Personal information
- Full name: Kudakwashe Donald Samunderu
- Born: 12 July 1987 (age 39) Harare, Zimbabwe
- Batting: Right-handed
- Bowling: Right-arm off break

Domestic team information
- 2004/05: Mashonaland
- 2017/18: Harare Metropolitan Eagles

Career statistics
| Competition | First-class | List A |
| Matches | 8 | 8 |
| Runs scored | 290 | 125 |
| Batting average | 20.71 | 15.62 |
| 100s/50s | 0/2 | 0/0 |
| Top score | 67 | 43 |
| Balls bowled | 144 | 132 |
| Wickets | 0 | 7 |
| Bowling average | – | 12.71 |
| 5 wickets in innings | – | 0 |
| 10 wickets in match | – | 0 |
| Best bowling | – | 3/32 |
| Catches/stumpings | 4/– | 4/– |
- Source: Cricinfo, 28 September 2024

= Donald Samunderu =

Zimbabwean cricketer (born 1987)

Kudakwashe Donald Samunderu (born 12 July 1987) is a former Zimbabwean cricketer. He played 16 top-level matches in Zimbabwe between the 2004–05 season and 2017–18 as a batting all-rounder.

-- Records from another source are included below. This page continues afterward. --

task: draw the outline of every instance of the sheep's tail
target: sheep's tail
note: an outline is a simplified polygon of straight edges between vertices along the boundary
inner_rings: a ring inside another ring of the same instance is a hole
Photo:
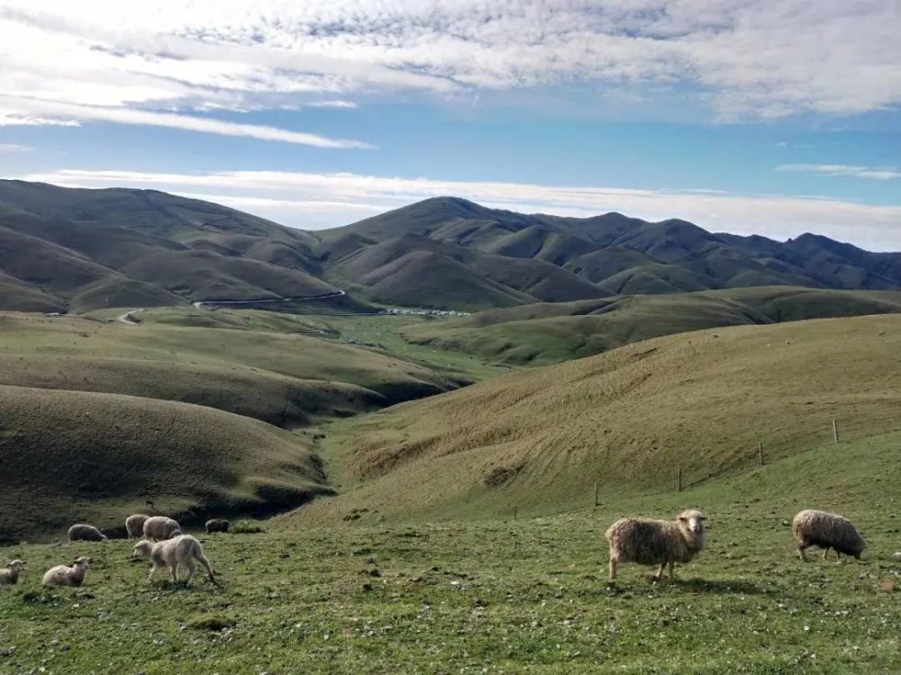
[[[202,564],[206,569],[206,576],[210,578],[210,581],[215,583],[216,582],[215,572],[213,572],[213,565],[210,564],[210,562],[206,559],[206,556],[204,555],[204,550],[198,546],[197,550],[195,551],[194,554],[195,554],[194,557],[199,560],[200,564]]]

Born at Harare in 1987, Samunderu made his first-class and List A debuts for the Mashonaland cricket team at the beginning of the 2004–05 Zimbabwean season. In early 2005 he played two first-class and one List A match for the Zimbabwe A cricket team against Bangladesh A cricket team on their tour of Zimbabwe, having impressed as an opening batsman in a trial match against a Zimbabwe Board XI earlier in the season aged only 17. The following season he played for the national under-19 side, first in the Afro-Asia under-19 cup competition, before playing in the 2006 Under-19 Cricket World Cup in Sri Lanka.

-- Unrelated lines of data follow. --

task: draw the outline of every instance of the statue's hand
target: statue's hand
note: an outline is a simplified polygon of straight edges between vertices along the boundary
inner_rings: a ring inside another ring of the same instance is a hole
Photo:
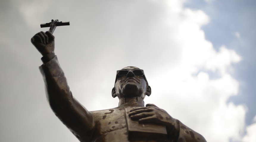
[[[134,120],[138,120],[141,123],[150,123],[165,125],[173,128],[175,120],[165,111],[154,104],[148,104],[146,107],[140,107],[133,109],[129,116]]]
[[[37,33],[31,41],[43,56],[54,52],[54,36],[48,31]]]

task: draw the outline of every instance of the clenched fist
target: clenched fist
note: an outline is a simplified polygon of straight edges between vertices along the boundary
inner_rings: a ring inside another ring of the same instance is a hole
[[[48,31],[37,33],[31,41],[43,56],[54,52],[54,36]]]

Despite a number of impressive batting performances for the under-19 side, Samunderu did not play senior domestic cricket again until the 2017–18 season. He played club cricket in England, for Durbanville in South Africa, and for Bangor Cricket Club in Ireland, before reappearing in top-level cricket for Harare Metropolitan Eagles, playing five List A matches and a single Logan Cup match for the side in April and May 2018.

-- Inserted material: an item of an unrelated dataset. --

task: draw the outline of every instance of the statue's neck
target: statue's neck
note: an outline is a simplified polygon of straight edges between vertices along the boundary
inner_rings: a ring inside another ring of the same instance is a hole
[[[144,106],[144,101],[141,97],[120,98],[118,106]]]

Samunderu studied at the University of the Western Cape in South Africa, graduating with a master's degree in Sport for Development. He established a non-profit organisation to manage and evaluate the development of sports coaching programmes in the Western Cape and has coached the university's cricket team. He is currently the head coach of Kjøbenhavns Boldklub in Copenhagen, Denmark and is involved with various programs for Danish Cricket Federation.